Standards play an important role in our daily lives. They make children’s toys safer, for example, and ensure the quality of the products we use at home, at work, on the road, in the skies – just about everywhere.
The European Commission recognises the importance of standards – not merely for safety and convenience, but also as a catalyst for economic growth. For enterprises, standards are crucial for achieving economies of scale, reducing production costs and gaining access to more markets and more consumers.
‘Standards are a bridge between an innovative idea and bringing it to the market,’ says European Commission Vice-President Antonio Tajani. ‘They can provide an essential contribution towards innovation and competitiveness.’
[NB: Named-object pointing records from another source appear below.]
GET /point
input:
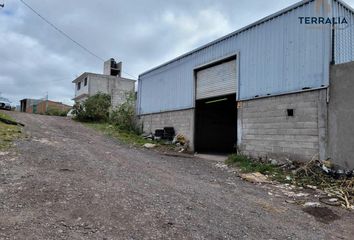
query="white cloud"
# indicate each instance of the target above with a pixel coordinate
(35, 59)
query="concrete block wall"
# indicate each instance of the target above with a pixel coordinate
(266, 131)
(341, 115)
(182, 121)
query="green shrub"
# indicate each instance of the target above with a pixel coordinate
(94, 109)
(250, 165)
(124, 117)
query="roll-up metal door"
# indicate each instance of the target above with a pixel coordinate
(217, 80)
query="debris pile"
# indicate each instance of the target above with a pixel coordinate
(336, 183)
(181, 142)
(167, 136)
(309, 184)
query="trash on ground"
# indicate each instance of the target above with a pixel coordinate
(149, 145)
(256, 177)
(312, 204)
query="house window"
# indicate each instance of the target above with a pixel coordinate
(290, 112)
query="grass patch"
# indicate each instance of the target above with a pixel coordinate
(8, 133)
(123, 136)
(248, 165)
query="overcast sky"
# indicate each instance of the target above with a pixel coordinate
(35, 59)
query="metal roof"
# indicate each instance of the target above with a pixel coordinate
(261, 21)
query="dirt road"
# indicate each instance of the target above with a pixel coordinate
(66, 181)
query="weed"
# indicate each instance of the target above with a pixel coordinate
(127, 137)
(8, 133)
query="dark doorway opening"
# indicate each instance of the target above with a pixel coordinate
(216, 124)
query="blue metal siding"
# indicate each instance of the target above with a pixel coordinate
(344, 37)
(277, 56)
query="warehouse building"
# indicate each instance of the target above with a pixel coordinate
(273, 89)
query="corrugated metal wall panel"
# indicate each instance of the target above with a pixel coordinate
(216, 80)
(344, 37)
(277, 56)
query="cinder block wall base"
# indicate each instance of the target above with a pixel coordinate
(182, 121)
(266, 131)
Standards are not created and handed down by the European Commission. Instead, standards are a process developed by industry, for industry – on a voluntary, transparent basis. However, for a standard to be European, it has to be adopted by one of the European Standards Organisations: the European Committee for Standardisation (CEN), the European Committee for Electrotechnical Standardisation (CENELEC) or the European Telecommunications Standards Institute (ETSI).
European standards are developed when there is an industry, market or public need. Industry, for instance, could need a standard to ensure the interoperability of a product or service. Such is the case for the ICT industry (information and communications technology), which directly affects the EU’s 250 million-plus daily Internet users, as well as nearly all European citizens who own a mobile phone. Standards need to be available to assure information exchange between devices, applications, data repositories, services and networks so that Europe can reap the full benefits of ICT.
The EU standardisation process also strengthens Europe’s position in trade negotiations with the rest of the world. A product made in Europe according to EU standards has credibility around the globe, giving it a crucial competitive advantage. Similarly, if imported products meet EU standards, they are guaranteed to be safe.
To keep track of evolutions in international standards, the EU has standardisation experts in China and India. Given that countries outside the EU have the fastest-growing economies, these experts can promote the EU brand in support of European companies, especially small and medium-sized enterprises (SMEs).
In addition, in order for European companies to be better informed about international standards, the Europe-China Standards Information Platform (CESIP) was launched in 2012. It provides bi-lingual information to Chinese and European businesses on various topics, including technical regulations to market access requirements. The platform not only helps businesses internationalise, but ultimately strengthens trade between Europe and China.